Store chains should audit their current hardware, software and systems to determine the updates necessary for 2D barcodes and dynamic data. A plan for updating or replacing should include the following:

• POS equipment, Fixed or Mobile. All UPC barcode scanner;
• POS back-end systems: to store and leverage additional data to manage inventory, sell-by dates, recalls, etc.;
• Price checking equipment;
• Dedicated self-scanning equipment;
• Handheld computers or devices used for in-store picking, shelf-management, checking BOPIS items, line (queue) busting and clientelling.

App Developers:

Since many will utilize scanning software that has been modified to read 2D barcodes, scanning and self-scanning apps are already well positioned to adapt to this transition. It may be necessary to amend the barcode scanning library’s (SDK) current license to grant access to the necessary 2D barcodes. According to the store’s specifications, the app itself will need to be updated in order to use and transmit the dynamic data.

OEMs of UPC Barcode Scanners and POS Equipment:

OEMs of retail laser barcode scanners will need to develop new camera-based scanners. In order to meet the performance levels required for intensive scanning in grocery retail, they should use the most recent barcode software decoders, camera sensors, and processors.

POS Checkout lanes in a Supermarket. UPC barcode scanner by Viziotix
Supermarket POS Checkout lanes.

Self-checkout solutions:

Kiosks, smart carts, and smart baskets will also need to be updated to scan 2D barcodes and parse the data. The scanning technology may need to be changed to be camera-based. Existing barcode scanning software may need to be upgraded to scan 2D barcodes, and the software will need to be able to parse, store, and transmit dynamic data. These systems should also make use of embedded URLs that link to consumer information.

Basket of grocery items being scanned with UPC Barcode Scanner by Viziotix software
Smart-cart and smart-basket scanners will need to be able to scan 2D barcodes.
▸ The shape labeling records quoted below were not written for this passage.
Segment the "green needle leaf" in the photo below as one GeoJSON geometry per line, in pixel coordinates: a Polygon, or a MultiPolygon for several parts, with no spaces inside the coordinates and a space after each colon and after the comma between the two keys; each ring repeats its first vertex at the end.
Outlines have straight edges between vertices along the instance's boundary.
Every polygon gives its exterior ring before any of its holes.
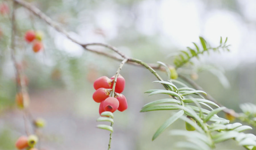
{"type": "Polygon", "coordinates": [[[142,108],[140,112],[146,112],[154,111],[163,111],[165,110],[176,110],[179,109],[179,105],[172,105],[170,104],[165,104],[153,105],[146,108],[142,108]]]}
{"type": "Polygon", "coordinates": [[[207,93],[205,92],[201,91],[201,90],[195,90],[194,91],[188,91],[182,94],[182,96],[185,96],[190,94],[198,94],[197,93],[202,93],[205,95],[207,95],[207,93]]]}
{"type": "Polygon", "coordinates": [[[113,128],[107,125],[99,125],[97,126],[97,127],[98,128],[108,130],[111,132],[111,133],[113,132],[113,128]]]}
{"type": "Polygon", "coordinates": [[[176,103],[176,104],[178,104],[179,105],[181,105],[181,102],[180,101],[178,100],[173,99],[166,99],[156,100],[154,101],[154,102],[152,102],[151,103],[148,103],[147,104],[144,105],[143,107],[143,108],[146,108],[152,105],[162,103],[176,103]]]}
{"type": "Polygon", "coordinates": [[[114,115],[113,113],[110,111],[104,111],[100,115],[101,116],[103,116],[105,117],[109,117],[112,118],[114,118],[114,115]]]}
{"type": "Polygon", "coordinates": [[[194,101],[196,101],[198,102],[203,102],[206,103],[208,103],[208,104],[211,104],[217,107],[219,107],[218,105],[216,104],[215,103],[207,99],[186,99],[183,100],[184,103],[193,103],[194,101]]]}
{"type": "Polygon", "coordinates": [[[206,117],[204,119],[204,122],[206,122],[208,121],[214,115],[216,114],[217,114],[220,111],[222,111],[226,108],[226,107],[222,107],[214,109],[213,110],[211,111],[211,112],[209,113],[209,114],[207,115],[207,116],[206,116],[206,117]]]}
{"type": "Polygon", "coordinates": [[[155,81],[153,82],[157,82],[162,84],[165,84],[169,85],[172,86],[173,87],[173,88],[175,88],[175,89],[176,90],[176,91],[178,91],[178,88],[177,88],[177,87],[176,87],[175,85],[174,85],[174,84],[170,82],[169,82],[163,81],[155,81]]]}
{"type": "Polygon", "coordinates": [[[176,92],[168,90],[161,90],[156,91],[154,92],[149,94],[149,96],[154,95],[158,94],[165,94],[169,95],[174,96],[180,97],[178,94],[176,92]]]}
{"type": "Polygon", "coordinates": [[[112,123],[114,123],[114,120],[113,119],[106,117],[101,117],[97,119],[97,121],[108,121],[112,123]]]}
{"type": "Polygon", "coordinates": [[[171,125],[175,121],[180,118],[184,114],[184,111],[181,110],[180,111],[172,116],[170,117],[157,130],[155,133],[153,137],[152,138],[152,141],[155,140],[159,135],[161,134],[165,129],[171,125]]]}
{"type": "Polygon", "coordinates": [[[199,36],[199,38],[200,39],[200,41],[201,42],[201,43],[202,44],[202,46],[203,47],[204,51],[206,50],[207,49],[207,48],[206,48],[206,43],[205,42],[205,40],[201,36],[199,36]]]}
OEMs of Robotics and other devices

It is unclear what will be required beyond POS applications and consumer item pack marking in retail. Other uses, such as shelf-edge labeling, may also move to 2D barcodes. Depending on the preferences of each retail chain, shelf-edge labels and electronic shelf-edge labels (ESLs) today mostly employ EAN/UPC or other 1D barcode symbologies (MSI, ITF, Code 128 etc.). Several retail chains already use 2D QR codes for this purpose.

Although shelf-edge labels are not covered by the GS1 Sunrise 2027 project, the same benefits that are driving the GS1 standard could give motivation to migrate to 2D in this application. OEMs who produce inventory scanners using robotics and drones would then need to update their scanning software to, at the very least, read QR codes and Data Matrix. Forms of Data Matrix known as Rectangular Extensions (DMRE) are now part of the Data Matrix standard. DMRE Data Matrix barcodes produced in a low-height, rectangular style could be a good fit to replace 1D barcodes on shelf-edge labels.

A DMRE Data Matrix Barcode. UPC barcode scanner by Viziotix
Data Matrix DMRE Format code

Summary

Pack designs, retail hardware, and back-office processes will all need to change significantly in order to support the GS1 Sunrise 2027 project. To make the most of 2D barcodes and the data they can hold, consumer goods companies will need to revamp their packaging in order to improve supply chain management and consumer engagement. OEM equipment producers should redesign their UPC barcode scanner products so they can scan 1D and 2D codes and parse the additional dynamic data into the POS software system as well. Last but not least, retailers must ensure that their hardware and software solutions, especially at the point of sale (POS), are prepared for the dual-marking era (2023–2027) and the eventual arrival of products marked only with 2D codes at the end of 2027.